Wednesday, April 27, 2011

"Ten Practice Courts, Pasadena High School" (2011)

Five practice tennis courts face east and another five face west.  On occasion, a ball clears the top of an east-facing court and ends up on the west-facing side.  Each wall had survived taggers and hundreds of thousands of hits from students, weekend athletes and serious ballers.  Pasadena High School opens its athletic facilities to the community every weekend and is a place where neighbors meet.  Each photograph has a shadow that reveals the court's orientation relative to the afternoon Saturday sun.

The Photographic Moment

For years, I've been carrying a camera in my car and this shot was taken while waiting for the light to get on the 210 Freeway on Day Creek Blvd.  The late winter afternoon sun filled the opening between the eastbound and westbound lanes and as I turned this runner was crossing my field of view.

Tuesday, April 26, 2011

Hammer Time

After six 1-hr rides in 3 weeks on the Bianchi cruiser bike, I've decided to get serious and get myself new cycling shoes (Pearl Izumi) and new gloves from REI in Rancho.  Today, I went up Day Creek Blvd twice on my road bike and actually felt good.  I miss the feeling of going uphill and reaching the top -- like stopping after hitting my head with a hammer.  I vividly remember this guy from the Montrose ride, Arsenio.  He only rode an hour every day and does the 65 mile club ride every Saturday and somehow he stays in racing condition.  Not that I even remotely consider bike racing again but it just feels good to be in shape and go up the hills fast.  Nonetheless, I have an hour to ride everyday (given work and home constraints) but I am definitely on the "Arsenio Program" -- hammer hard for an hour to get in fast and strong.  I'm not quite there yet but by the start of summer, I'll probably be shaving my legs again.

Saturday, April 2, 2011

Art For The Masses

A good 500 years after the renaissance, this iconic image still pervades our daily consciousness and will probably continue to do so for another 500 years.  I was extremely lucky to have found my one and only version of Leonardo's Mona Lisa in an 18"x24" version from a thrift shop in Upland, California yesterday.  As soon as I saw it, I know paying $30 for it was definitely worth every penny.  Here's why.

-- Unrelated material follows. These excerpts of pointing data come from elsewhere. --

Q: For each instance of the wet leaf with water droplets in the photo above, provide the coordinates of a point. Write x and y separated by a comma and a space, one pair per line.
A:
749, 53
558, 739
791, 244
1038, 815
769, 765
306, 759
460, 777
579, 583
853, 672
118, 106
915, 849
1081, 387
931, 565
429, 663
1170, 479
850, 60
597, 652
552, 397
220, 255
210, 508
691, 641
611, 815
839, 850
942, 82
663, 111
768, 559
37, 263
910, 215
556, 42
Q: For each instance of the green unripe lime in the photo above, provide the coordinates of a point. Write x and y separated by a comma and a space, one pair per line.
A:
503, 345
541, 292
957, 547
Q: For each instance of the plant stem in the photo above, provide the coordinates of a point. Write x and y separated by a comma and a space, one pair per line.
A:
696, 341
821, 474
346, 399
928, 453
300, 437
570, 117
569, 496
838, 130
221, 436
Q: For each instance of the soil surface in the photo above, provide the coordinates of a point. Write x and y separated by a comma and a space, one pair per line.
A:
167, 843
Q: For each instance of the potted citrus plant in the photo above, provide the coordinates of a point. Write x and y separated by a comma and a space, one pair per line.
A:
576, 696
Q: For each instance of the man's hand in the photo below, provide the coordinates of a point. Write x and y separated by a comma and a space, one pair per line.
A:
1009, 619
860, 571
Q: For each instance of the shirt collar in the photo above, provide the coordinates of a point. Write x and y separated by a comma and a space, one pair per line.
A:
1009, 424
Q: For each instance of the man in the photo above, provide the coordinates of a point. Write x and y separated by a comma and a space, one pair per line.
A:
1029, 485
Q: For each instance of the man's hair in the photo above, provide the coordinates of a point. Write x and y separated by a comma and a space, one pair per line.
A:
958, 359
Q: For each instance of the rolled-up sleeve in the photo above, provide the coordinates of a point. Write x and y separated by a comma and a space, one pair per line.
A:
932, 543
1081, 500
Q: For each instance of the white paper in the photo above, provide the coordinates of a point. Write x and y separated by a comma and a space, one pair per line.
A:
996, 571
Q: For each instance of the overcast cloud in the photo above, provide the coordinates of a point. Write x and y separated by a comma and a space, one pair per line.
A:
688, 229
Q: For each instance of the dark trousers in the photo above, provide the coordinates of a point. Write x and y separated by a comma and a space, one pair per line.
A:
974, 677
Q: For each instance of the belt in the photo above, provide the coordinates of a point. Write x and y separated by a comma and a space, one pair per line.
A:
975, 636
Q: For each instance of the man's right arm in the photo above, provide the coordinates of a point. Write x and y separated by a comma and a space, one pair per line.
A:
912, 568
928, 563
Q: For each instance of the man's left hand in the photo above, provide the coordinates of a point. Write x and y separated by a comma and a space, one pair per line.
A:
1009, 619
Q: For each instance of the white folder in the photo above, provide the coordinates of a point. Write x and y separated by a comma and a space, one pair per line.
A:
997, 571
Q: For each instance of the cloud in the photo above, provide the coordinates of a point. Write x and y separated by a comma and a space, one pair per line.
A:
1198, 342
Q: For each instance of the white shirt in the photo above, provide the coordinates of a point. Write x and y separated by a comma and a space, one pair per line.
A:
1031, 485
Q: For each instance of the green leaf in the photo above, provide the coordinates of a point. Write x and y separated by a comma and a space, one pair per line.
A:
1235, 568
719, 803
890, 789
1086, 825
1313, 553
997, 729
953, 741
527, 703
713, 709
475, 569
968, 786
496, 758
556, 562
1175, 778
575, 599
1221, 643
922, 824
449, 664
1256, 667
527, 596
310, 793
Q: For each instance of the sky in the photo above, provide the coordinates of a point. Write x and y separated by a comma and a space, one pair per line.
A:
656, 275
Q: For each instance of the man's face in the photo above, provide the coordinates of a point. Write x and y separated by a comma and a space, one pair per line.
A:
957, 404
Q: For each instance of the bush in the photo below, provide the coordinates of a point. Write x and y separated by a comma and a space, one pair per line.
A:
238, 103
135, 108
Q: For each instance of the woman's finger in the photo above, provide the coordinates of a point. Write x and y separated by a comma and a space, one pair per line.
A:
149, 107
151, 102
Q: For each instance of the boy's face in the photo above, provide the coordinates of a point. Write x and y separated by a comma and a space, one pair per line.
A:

This acrylic version is done using the traditional paint-by-numbers technique from a kit available at any crafts store by a person of indeterminate age.  While I have never done a single paint-by-number piece, I believe that with patience, a bit of a steady hand and a drive to make art is all one needs to accomplish something like this.  The merging of this iconic image with a modern (ok, 50s maybe) technique is a truly art for the masses.  I knew I was destined to get this piece because as I was waiting in line, getting ready to pay, I looked outside and just across the street, painted on the building (that housed a custom framing store) is another image of the Mona Lisa.